After we got the bed pretty much filled in, we set to work putting in some of the perennials, and a lot of annuals for its first year (we were doing this mostly in late May through July, 2003). Of course we had the usual weeds coming up from donated dirt, but we worked hard to keep them down. One day, however, we saw something coming up, the likes of which was definitely not your garden variety weed. Since we were used to growing Daturas already, and though Stramonium has a different leaf structure, we quickly identified it as some sort of Datura. It actually was in a good place to work as a specimen plant, so we decided to see what this one was like, and let it go.
Well it grew quite well. And grew some more ... and for a while we wondered if we had stumbled on to some descendant of Jack's magic beans! Well, I'll readily admit to the cheesy hyperbole there, and will just say that it grew to about 7 feet tall and about 4 feet broad ... in effect, it was a small tree! We got a lot of whoa, what's that? comments that summer and quite enjoyed having it there, because it attracted Sphinx moths and sometimes hummingbirds.
Then the attack of the pods began ... You see, each flower produces a spiny seed pod or "thorn apple" that probably contains several hundred seeds. Add this to the fact that over an average season, a happy Stramonium will easily produce hundreds, (if not upwards of a thousand like our monster did most surely!) seed pods. We're talking pure exponential math here. We're talking instant weed status! I think we did try to keep up with snipping the immature pods, but with any Datura that's an inevitably futile proposition to keep any of them from maturing and bursting. At the point you see the pods, you know you'll have Daturas for a long time to come. Witness, if you will, our humble experience with them ... there might be a gardening lesson in there. Pretty yes, but at what cost?

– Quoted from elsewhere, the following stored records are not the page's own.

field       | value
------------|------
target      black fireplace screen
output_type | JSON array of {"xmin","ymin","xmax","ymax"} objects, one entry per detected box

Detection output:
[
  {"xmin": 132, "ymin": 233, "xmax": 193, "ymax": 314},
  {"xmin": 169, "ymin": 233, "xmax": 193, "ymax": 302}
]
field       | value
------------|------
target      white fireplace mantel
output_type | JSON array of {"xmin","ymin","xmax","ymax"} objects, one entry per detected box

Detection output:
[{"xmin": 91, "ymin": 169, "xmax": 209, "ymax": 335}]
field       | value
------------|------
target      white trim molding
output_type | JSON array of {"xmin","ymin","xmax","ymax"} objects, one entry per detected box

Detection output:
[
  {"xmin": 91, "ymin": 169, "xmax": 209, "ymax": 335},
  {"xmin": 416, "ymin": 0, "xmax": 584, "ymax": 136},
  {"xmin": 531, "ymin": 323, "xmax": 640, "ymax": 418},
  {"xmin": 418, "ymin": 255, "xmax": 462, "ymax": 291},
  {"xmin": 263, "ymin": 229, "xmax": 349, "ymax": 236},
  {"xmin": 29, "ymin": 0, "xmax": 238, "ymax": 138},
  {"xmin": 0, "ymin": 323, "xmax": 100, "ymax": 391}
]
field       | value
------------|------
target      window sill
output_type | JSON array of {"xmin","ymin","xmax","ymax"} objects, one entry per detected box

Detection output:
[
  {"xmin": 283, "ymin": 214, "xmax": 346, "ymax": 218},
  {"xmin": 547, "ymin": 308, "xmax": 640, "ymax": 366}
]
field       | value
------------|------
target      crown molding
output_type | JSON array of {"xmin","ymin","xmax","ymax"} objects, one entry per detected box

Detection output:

At this point we know we're not likely to get rid of Stramonium in the short run, but we do let a few of the smaller ones go until they've bloomed a bit and then pull them. So, they're always around until IVG goes on a rampage pulling them ... and then gives up in exhaustion.
I'll close with this interesting factoid from the Wikipedia link cited above:
Jimson weed grows in most habitats, but thrives in high-nutrient soil. It is found throughout much of the United States, barring the West, Northwest and the northern Great Plains. It is most commonly found in the South. Datura stramonium is also found throughout many other parts of the world. Goats will occasionally eat jimsonweed, and subsequently die a slow and painful death. In California and other western states, Datura wrightii is found, not Datura stramonium.